Physician Compliance with Asthma Guidelines Is Less Than Optimal

(American Academy of Family Physicians) According to results of a retrospective chart review, compliance with the asthma guidelines from the 1997 National Institute of Health's Expert Panel Report 2 by family practice residents and faculty in an urban university family practice residency program was less than optimal. Researchers reviewed charts from 119 patients with 334 clinic visits for asthma (diagnosed by the ICD-9 code) over a one-year period. Classification of asthma severity according to the 1997 revised clinical guidelines was done in 17 percent of patients at some point during the year. Frequency of beta-agonist use per day or week, one of the clinical features used to determine asthma severity classification, was mentioned in 29 percent of clinic visits, and documentation of use of a home peak flow meter occurred in 32 percent of patients. Action plans were documented in 2 percent of patient charts. Mention of inhaled corticosteroids in the medication list or as prescribed for intended future use occurred in 68 percent of patient charts, and use of meter dose inhaled spacer was mentioned in 21 percent of patient charts. Faculty members were significantly less likely than residents to document use of the amount of beta agonists (28 versus 42 percent) and to use the asthma severity classification system (4 versus 16 percent of visits). The investigators believe that formal education of the guidelines as well as a systematic implementation of those guidelines is needed.—jeffrey p. alpert, m.d., Overland Park, Kansas.

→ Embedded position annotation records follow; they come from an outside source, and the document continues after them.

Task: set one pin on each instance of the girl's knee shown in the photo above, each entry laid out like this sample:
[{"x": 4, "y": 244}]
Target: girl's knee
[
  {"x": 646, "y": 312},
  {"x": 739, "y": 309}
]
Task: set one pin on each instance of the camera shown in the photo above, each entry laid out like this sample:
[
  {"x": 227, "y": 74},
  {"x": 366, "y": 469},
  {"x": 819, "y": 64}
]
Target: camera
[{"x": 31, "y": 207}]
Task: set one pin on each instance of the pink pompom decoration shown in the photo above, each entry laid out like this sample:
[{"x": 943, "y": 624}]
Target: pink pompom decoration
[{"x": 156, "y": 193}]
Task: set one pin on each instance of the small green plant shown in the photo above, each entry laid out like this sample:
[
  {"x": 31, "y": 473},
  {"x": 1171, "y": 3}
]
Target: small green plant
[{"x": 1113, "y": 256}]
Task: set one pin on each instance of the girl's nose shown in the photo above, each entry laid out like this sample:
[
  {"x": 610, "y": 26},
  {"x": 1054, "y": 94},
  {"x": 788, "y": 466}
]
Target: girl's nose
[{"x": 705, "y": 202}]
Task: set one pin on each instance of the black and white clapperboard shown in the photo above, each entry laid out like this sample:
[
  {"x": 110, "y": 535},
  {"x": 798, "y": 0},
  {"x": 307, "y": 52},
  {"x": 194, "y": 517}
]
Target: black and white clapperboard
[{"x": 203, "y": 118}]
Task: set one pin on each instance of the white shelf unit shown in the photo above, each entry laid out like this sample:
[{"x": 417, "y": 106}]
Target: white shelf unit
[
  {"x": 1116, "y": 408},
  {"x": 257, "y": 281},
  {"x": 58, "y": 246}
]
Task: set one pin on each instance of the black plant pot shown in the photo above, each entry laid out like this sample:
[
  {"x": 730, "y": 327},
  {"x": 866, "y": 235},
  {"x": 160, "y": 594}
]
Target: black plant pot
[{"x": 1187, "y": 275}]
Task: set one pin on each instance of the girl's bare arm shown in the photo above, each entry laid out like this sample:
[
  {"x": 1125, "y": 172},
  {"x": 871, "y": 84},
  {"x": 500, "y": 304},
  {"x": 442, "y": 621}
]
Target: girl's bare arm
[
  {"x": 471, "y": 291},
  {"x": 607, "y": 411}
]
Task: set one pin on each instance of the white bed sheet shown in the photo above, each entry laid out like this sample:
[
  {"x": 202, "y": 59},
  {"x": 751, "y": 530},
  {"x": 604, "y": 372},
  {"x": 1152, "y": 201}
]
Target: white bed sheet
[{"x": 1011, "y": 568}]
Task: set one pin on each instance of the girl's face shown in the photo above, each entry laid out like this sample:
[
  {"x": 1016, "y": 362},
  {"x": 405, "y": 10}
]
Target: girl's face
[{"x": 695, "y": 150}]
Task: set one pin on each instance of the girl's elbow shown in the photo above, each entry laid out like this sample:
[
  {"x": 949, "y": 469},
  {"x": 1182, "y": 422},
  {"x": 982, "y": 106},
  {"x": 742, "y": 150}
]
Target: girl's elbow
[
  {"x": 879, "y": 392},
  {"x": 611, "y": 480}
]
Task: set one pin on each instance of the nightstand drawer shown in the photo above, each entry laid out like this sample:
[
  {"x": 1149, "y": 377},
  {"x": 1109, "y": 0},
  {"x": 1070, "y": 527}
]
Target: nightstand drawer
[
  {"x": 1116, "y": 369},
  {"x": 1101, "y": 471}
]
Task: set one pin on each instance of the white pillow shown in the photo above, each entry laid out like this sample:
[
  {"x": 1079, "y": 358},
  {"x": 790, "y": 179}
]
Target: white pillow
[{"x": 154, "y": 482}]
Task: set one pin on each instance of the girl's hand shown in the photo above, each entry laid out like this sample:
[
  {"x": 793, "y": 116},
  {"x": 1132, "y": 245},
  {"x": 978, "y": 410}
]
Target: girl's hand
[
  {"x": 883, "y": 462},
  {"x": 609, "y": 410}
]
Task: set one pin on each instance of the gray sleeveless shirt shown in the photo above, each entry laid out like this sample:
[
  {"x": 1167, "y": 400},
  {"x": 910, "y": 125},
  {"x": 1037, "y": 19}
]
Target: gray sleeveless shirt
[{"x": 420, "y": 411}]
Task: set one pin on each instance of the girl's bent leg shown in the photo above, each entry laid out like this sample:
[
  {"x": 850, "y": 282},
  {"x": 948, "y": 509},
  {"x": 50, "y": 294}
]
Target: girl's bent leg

Study Elucidates Health Care Concerns of Low-Income Persons

(American Academy of Family Physicians) Results of a sample of low-income residents in Minnesota showed that the percentage of residents who were uninsured for part or all of the year was five times the 7 percent reported by the state of Minnesota. A total of 727 low-income persons who lived at 200 percent or less of federal poverty guidelines (FPG) were recruited through agencies that serve low-income and homeless people, neighborhood businesses, churches, and subsidized housing units, and were interviewed. The sample group ranged in age from 18 to older than 80 years; 62 percent were white, 71 percent were female, and 54 and 30 percent of the females and males, respectively, had children living with them. Thirty-seven percent of respondents reported being without insurance for at least part of the previous year. The primary concerns were access to care (21 percent), costs of care (13 percent) and costs of medications (15 percent). These concerns differed depending on their amount of health coverage, age, health care needs and whether they were at 100 percent or less of FPG. Low-income elderly people with Medicare were choosing between paying for their medication or buying food. The main concern for people with mental health issues was finding a health care provider who would care for them.—barbara a. elliott, ph.d., University of Minnesota, Duluth, Minnesota

The studies highlighted in this month's “Conference Highlights” were award winners for clinical papers presented at the 2000 Scientific Assembly of the American Academy of Family Physicians.